His mother was Dorothy Chandler, the philanthropist and arts patron who led a campaign in the 1950s to save the financially troubled Hollywood Bowl and a drive to build a permanent home for the Los Angeles Philharmonic — the Dorothy Chandler Pavilion.
Chandler was groomed from an early age to take control of the family’s newspaper. He worked as a printer’s apprentice, reporter and in the advertising and circulation departments.
He succeeded his father as publisher in 1960 at age 33.
The paper then was considered parochial and partisan, a mouthpiece for conservative political causes.
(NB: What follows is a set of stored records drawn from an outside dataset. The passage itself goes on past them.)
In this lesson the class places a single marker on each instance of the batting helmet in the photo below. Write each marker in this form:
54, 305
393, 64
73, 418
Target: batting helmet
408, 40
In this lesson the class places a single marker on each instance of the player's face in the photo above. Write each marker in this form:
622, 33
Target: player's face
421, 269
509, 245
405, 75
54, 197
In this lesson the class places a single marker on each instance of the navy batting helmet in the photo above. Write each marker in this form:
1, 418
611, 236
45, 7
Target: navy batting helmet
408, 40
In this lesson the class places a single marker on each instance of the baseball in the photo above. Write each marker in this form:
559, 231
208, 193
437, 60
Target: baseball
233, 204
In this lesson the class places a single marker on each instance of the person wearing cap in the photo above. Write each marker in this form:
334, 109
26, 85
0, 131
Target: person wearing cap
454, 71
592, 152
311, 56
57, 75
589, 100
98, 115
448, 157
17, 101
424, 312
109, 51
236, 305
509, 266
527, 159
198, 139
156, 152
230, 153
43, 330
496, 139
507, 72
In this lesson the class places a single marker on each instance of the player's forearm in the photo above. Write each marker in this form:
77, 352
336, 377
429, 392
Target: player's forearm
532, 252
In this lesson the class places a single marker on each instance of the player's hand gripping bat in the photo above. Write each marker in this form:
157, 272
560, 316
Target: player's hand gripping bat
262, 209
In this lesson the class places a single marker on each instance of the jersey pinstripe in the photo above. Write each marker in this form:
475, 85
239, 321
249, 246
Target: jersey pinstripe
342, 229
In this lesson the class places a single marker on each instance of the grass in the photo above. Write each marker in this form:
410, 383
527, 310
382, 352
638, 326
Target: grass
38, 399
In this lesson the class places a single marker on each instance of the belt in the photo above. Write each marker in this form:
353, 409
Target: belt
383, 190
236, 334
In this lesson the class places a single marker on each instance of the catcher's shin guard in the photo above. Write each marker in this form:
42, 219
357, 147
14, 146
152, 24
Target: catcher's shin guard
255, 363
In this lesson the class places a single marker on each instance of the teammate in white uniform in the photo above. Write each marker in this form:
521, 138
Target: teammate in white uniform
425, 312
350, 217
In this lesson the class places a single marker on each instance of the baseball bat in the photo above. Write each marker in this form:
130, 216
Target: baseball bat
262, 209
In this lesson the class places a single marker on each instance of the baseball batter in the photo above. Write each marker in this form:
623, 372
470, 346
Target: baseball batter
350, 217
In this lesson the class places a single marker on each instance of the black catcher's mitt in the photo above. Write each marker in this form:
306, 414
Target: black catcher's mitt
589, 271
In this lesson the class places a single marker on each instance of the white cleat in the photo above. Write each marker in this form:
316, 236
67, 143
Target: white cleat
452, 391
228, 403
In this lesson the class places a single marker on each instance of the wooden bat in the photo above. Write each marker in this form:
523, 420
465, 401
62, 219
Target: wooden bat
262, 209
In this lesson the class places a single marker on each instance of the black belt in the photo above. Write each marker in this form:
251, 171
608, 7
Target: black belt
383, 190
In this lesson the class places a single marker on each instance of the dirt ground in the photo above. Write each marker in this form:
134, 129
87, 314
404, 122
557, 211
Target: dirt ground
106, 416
Almost immediately, Chandler initiated changes designed to make the paper one of the country’s best. He moved it toward the political center and angered conservative allies — and family members — by publishing a series of stories on the right-wing John Birch Society.
He hired more reporters, raised salaries, opened overseas bureaus and beefed up the paper’s coverage of Washington.
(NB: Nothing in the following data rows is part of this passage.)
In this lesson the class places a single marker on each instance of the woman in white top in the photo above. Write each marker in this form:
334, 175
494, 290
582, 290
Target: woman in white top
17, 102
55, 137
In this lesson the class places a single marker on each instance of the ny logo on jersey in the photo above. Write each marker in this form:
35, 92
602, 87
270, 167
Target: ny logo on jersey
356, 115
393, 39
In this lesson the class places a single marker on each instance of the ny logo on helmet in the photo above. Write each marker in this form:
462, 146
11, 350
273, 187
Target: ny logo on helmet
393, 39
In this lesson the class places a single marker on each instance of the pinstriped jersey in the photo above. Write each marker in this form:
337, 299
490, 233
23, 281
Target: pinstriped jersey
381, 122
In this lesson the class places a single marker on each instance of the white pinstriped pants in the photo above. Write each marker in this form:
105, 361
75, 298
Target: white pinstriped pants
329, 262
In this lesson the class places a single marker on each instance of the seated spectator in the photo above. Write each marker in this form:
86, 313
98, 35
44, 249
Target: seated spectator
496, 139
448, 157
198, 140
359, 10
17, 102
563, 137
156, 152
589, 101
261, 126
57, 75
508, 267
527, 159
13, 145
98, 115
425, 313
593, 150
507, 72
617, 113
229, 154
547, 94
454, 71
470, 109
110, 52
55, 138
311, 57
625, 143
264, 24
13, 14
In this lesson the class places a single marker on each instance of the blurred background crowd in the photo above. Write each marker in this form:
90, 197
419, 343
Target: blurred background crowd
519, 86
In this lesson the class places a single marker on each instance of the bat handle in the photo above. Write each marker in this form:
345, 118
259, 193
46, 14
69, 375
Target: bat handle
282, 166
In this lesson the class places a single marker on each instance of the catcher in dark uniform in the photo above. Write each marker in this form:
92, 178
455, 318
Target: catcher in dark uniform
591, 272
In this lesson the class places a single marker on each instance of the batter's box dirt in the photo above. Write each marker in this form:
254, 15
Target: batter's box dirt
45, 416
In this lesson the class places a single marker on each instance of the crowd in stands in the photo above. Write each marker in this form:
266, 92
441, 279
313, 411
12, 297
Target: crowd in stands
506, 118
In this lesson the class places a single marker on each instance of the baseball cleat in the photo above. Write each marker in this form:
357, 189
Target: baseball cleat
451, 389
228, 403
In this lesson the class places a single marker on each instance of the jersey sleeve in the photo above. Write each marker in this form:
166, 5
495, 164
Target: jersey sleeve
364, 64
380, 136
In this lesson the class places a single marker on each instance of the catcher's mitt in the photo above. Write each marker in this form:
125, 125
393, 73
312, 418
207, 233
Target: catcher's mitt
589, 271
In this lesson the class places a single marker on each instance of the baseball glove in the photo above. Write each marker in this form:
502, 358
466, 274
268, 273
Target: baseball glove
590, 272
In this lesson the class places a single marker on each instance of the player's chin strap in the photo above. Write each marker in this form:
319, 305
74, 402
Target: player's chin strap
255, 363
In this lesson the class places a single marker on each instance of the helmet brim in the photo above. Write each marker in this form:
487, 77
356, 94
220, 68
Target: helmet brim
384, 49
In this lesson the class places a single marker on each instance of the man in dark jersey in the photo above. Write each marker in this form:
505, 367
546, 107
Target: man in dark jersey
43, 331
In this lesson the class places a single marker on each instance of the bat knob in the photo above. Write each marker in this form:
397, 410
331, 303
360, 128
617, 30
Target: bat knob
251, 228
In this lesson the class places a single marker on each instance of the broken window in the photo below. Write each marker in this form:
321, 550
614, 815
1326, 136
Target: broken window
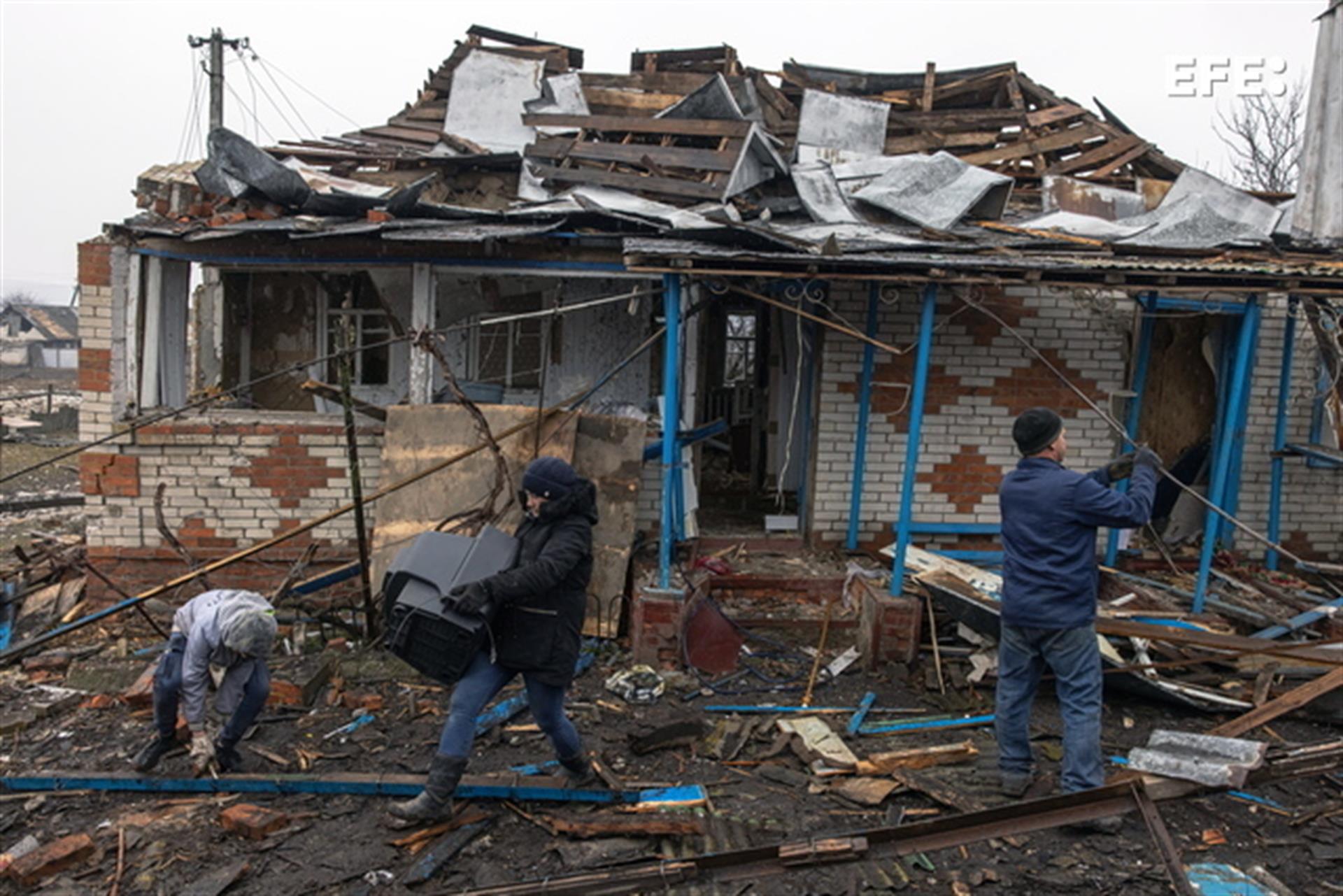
739, 346
371, 334
508, 354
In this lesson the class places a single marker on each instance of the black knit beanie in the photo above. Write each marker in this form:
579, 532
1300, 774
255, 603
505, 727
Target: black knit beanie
550, 477
1036, 430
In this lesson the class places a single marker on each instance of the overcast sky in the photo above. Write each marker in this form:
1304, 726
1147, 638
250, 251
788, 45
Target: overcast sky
94, 93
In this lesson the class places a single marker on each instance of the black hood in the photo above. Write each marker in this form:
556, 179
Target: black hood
581, 502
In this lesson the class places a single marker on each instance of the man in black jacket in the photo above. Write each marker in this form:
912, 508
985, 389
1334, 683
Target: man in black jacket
540, 605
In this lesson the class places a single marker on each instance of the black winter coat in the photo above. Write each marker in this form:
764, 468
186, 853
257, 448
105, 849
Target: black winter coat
543, 598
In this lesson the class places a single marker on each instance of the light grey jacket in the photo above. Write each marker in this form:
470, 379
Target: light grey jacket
203, 621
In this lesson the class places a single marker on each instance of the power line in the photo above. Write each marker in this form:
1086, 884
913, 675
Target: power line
245, 108
300, 366
284, 96
308, 92
267, 93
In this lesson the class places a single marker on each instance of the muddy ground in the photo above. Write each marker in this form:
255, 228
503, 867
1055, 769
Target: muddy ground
335, 841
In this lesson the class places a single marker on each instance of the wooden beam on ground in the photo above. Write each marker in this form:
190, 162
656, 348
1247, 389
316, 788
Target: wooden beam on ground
1293, 699
1128, 629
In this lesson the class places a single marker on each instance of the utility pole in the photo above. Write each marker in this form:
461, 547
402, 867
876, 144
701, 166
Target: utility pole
215, 70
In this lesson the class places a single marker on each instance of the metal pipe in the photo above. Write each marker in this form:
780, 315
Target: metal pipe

Chandler also expanded the reach of Times Mirror, starting a news service with The Washington Post and acquiring newspapers, television stations and other media outlets.
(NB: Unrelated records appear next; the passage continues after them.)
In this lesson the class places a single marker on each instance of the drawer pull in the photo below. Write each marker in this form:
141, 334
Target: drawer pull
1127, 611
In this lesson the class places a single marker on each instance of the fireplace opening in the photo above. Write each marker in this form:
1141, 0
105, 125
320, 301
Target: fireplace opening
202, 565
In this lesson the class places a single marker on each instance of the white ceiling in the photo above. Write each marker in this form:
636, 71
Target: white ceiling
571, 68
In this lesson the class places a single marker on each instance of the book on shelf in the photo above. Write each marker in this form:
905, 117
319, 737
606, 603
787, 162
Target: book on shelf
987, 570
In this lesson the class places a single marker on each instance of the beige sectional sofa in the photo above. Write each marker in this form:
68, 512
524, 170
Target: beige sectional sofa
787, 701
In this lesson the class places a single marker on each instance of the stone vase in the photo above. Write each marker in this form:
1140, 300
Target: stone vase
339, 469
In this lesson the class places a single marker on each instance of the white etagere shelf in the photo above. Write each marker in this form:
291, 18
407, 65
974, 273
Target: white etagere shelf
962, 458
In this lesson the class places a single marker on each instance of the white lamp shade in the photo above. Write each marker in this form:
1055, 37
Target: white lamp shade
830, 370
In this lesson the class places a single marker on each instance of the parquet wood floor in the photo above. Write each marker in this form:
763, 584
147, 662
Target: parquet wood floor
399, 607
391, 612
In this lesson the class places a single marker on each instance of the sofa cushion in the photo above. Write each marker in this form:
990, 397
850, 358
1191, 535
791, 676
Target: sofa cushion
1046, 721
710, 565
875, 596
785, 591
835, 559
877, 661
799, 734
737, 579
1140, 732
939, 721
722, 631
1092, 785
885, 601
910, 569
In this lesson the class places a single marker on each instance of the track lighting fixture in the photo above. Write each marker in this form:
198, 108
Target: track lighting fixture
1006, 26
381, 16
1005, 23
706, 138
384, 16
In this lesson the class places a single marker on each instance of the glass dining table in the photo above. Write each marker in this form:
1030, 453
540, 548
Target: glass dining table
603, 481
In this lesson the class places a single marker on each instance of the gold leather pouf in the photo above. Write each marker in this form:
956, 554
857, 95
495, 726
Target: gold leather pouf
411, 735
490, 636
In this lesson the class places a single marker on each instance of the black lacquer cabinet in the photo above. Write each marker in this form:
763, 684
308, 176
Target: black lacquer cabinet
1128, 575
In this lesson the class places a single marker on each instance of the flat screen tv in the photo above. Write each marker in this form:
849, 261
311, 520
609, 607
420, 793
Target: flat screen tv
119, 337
Chandler’s efforts resulted in the Times winning seven Pulitzer prizes during his tenure.
Louis D. Boccardi, retired chief executive of The Associated Press, said Chandler was “a beacon for quality journalism.”
“In his determination to bring the Los Angeles Times to the front rank of the nation’s newspapers, Otis Chandler came to stand for the best of what we journalists believe in,” Boccardi said Monday.
While serving on the board of Times Mirror until 1998, Chandler approved the hiring of Mark Willes, a cereal company executive with no newspaper experience, to run Times Mirror in 1995 when the company was mired in sagging profits.
Chandler remained silent while Willes shuttered New York Newsday, a paper Chandler had opened, and began to collapse the walls traditionally separating the business operations of the company from the editorial side.
That policy culminated in the 1999 publication of a special Sunday magazine section on the newly opened Staples Center, the downtown sports arena.
It was later revealed that the paper split about $2 million in advertising revenue from the magazine with the arena. The deal led to widespread unrest in the newsroom and the paper later issued a front-page apology.
In 2000, disgusted with the direction the paper was headed, Chandler dictated a statement that was read aloud in the newsroom: “... I have reluctantly decided that I can no longer sit idly by and watch a very serious decline in the morale of people throughout the Times.”
Chandler railed against “this unbelievably stupid and unprofessional handling of the Staples special section.”
He also criticized the management for staff cuts and reductions in the size of the paper, which he said threatened its credibility.
“Respect and credibility for a newspaper is irreplaceable,” Chandler wrote. “The trust and faith in a newspaper by its employees, its readers, and the community is dearer to me than life itself.”
In addition to his wife, survivors include sons Harry and Michael and daughters Carolyn Chandler and Cathleen Chandler.
A memorial service is scheduled for March 6 at All Saints Episcopal Church in Pasadena, Johnson said. Plans for a separate tribute were incomplete.